Whether gaps should be added before/after tokens and offsets.

False

gap_token

str

The token to use for gaps. Default: .

'▁'

Returns:

Type Description
list[list[str]]

The tokens of the input texts, and tuples (start_idx, end_idx) marking the position of tokens

list[list[OffsetType]]

in the original text. If the token is not present in the original text, None is used instead.

labl.utils.tokenizer.HuggingfaceTokenizer

HuggingfaceTokenizer(
    tokenizer_or_id: str
    | PreTrainedTokenizer
    | PreTrainedTokenizerFast,
    add_special_tokens: bool = False,
    has_bos_token: bool = True,
    has_eos_token: bool = True,
    **kwargs,
)

Bases: Tokenizer

Tokenizer that uses a transformers.PreTrainedTokenizer to split the input strings into tokens. Hardcodes the ReduceToListOfListOfTokens transformation for tokenization.

Parameters:

Name Type Description Default

tokenizer_or_id

str | PreTrainedTokenizer | PreTrainedTokenizerFast

The tokenizer or its ID. If a string is provided, it will be used to load the tokenizer from the transformers library.

required

add_special_tokens

bool

Whether to add special tokens to the tokenized output. Defaults to False.

False

has_bos_token

bool

Whether the tokenizer sets a beginning-of-sequence token. Defaults to True.

True

has_eos_token

bool

Whether the tokenizer sets an end-of-sequence token. Defaults to True.

True

kwargs

dict

Additional keyword arguments to pass to the tokenizer initialization.

{}

detokenize

detokenize(
    tokens: list[str] | list[list[str]],
) -> list[str]

tokenize_with_offsets

tokenize_with_offsets(
    texts: str | list[str],
    add_gaps: bool = False,
    gap_token: str = "▁",
) -> tuple[list[list[str]], list[list[OffsetType]]]

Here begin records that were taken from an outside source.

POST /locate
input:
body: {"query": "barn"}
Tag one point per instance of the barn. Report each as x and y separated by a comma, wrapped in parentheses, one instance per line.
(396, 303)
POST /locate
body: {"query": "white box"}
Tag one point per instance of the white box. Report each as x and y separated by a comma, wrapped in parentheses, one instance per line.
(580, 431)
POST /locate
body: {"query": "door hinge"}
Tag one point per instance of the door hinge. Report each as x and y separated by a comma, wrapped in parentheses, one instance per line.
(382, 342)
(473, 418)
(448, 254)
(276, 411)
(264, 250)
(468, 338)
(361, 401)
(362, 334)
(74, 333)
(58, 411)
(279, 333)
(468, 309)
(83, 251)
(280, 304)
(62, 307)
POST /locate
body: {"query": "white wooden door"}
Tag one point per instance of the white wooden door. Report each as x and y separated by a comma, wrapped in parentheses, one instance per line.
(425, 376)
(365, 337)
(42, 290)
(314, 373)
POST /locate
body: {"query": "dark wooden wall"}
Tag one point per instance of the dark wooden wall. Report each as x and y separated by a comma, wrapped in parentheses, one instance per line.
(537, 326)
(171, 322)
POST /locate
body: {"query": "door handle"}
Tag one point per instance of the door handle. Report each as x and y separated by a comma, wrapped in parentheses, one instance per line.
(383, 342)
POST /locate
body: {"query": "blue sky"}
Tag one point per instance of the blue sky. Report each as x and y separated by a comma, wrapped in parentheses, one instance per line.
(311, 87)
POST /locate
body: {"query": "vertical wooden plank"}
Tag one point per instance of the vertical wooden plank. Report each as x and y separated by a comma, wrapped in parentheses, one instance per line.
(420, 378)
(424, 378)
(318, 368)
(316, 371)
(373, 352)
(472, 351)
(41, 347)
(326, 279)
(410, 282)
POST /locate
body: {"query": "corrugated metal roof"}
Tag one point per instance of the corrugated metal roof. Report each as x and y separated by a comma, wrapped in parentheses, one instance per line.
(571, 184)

Tokenizes the input texts and returns the character spans of the tokens.

Parameters:

Name Type Description Default

texts

str | list[str]

The strings to tokenize.

required

add_gaps

bool

Whether gaps should be added before/after tokens and offsets.

False

gap_token

str

The token to use for gaps. Default: .

'▁'

Returns:

Type Description
tuple[list[list[str]], list[list[OffsetType]]]

The tokens of the input texts, and the character spans of the tokens.